No sé cuánto tiempo pasó hasta que, cansado de la postura, me asomé por encima del borde neumático y descubrí en el horizonte un juego de luces amarillas y rojas moviéndose como si colgaran de un árbol de Navidad en el cielo. Parpadeaban, subían, bajaban, dibujaban arcos… De pronto el cielo explotó en miles de líneas brillantes y me agaché asustado, aunque fueran luces de colores y con forma de ramillete. Madre se rio por primera vez desde hacía muchos días y me dio un beso.

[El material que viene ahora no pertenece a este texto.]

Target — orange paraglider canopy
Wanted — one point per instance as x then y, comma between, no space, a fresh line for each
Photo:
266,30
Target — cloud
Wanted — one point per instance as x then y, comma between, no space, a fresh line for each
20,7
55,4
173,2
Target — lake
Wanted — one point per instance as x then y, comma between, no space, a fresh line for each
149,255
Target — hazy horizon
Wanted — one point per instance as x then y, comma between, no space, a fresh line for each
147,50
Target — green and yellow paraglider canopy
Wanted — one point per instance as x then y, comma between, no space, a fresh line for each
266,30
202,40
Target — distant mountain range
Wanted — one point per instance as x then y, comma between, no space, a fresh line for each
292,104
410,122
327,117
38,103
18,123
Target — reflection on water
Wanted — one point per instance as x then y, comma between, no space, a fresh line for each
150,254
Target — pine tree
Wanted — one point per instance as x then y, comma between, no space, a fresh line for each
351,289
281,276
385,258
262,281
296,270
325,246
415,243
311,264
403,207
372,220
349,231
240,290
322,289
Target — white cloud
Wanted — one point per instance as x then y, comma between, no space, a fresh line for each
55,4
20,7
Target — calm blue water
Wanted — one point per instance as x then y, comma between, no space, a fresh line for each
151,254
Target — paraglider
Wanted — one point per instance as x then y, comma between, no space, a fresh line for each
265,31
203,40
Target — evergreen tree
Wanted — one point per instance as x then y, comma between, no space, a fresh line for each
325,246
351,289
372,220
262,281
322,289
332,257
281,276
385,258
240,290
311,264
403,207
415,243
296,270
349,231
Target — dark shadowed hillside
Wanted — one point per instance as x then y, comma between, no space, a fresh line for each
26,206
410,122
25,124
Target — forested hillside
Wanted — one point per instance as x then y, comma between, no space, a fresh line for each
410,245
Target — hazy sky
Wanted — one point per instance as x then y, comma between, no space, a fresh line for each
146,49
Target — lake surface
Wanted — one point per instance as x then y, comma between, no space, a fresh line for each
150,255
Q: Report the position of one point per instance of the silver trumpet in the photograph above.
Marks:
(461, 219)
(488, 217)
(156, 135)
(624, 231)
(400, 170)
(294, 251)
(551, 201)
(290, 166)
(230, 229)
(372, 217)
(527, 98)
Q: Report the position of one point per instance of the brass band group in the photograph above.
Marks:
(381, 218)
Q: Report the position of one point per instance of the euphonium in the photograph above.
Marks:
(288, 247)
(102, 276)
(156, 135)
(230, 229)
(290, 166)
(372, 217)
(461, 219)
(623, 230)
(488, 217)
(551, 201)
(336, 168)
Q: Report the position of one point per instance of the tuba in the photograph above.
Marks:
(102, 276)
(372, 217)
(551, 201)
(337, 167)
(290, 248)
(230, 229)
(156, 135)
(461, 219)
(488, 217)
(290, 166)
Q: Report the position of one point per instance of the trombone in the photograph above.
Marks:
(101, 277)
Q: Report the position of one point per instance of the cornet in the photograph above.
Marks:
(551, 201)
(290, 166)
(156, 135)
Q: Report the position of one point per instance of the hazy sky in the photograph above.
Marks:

Después oímos unas voces a lo lejos; las bolas amarillas del árbol se convirtieron en figuras con linternas llamándonos desde algún sitio. Padre saltó al agua, madre quiso agarrarlo; todos empezaron a gritar y se levantaron, empujaban, tropezaban, nos pisaban, querían saltar. Y entonces padre volvió, decía que hacía pie, que estábamos en tierra, a salvo, y me agarró del salvavidas para sacarme del bote. El agua estaba helada pero yo no notaba nada, una ola me arrastró flotando hacia la orilla. Padre me gritó que los esperara en la playa.
Me senté en la arena, abrazado a mis piernas, tiritando. Los chalecos relucían en la oscuridad. El de madre era rojo. Padre no llevaba, pero ya daba igual, caminaban sobre las olas, apoyados uno en el otro. Nunca antes había visto a padre llorar. Y entonces alguien extendió alrededor de mis hombros una gran capa dorada con la que me envolvió entero. La mujer se agachó a mi lado y me sonrió como si fuera el mejor regalo que hubiera recibido esa noche. Y esa, la mejor noche.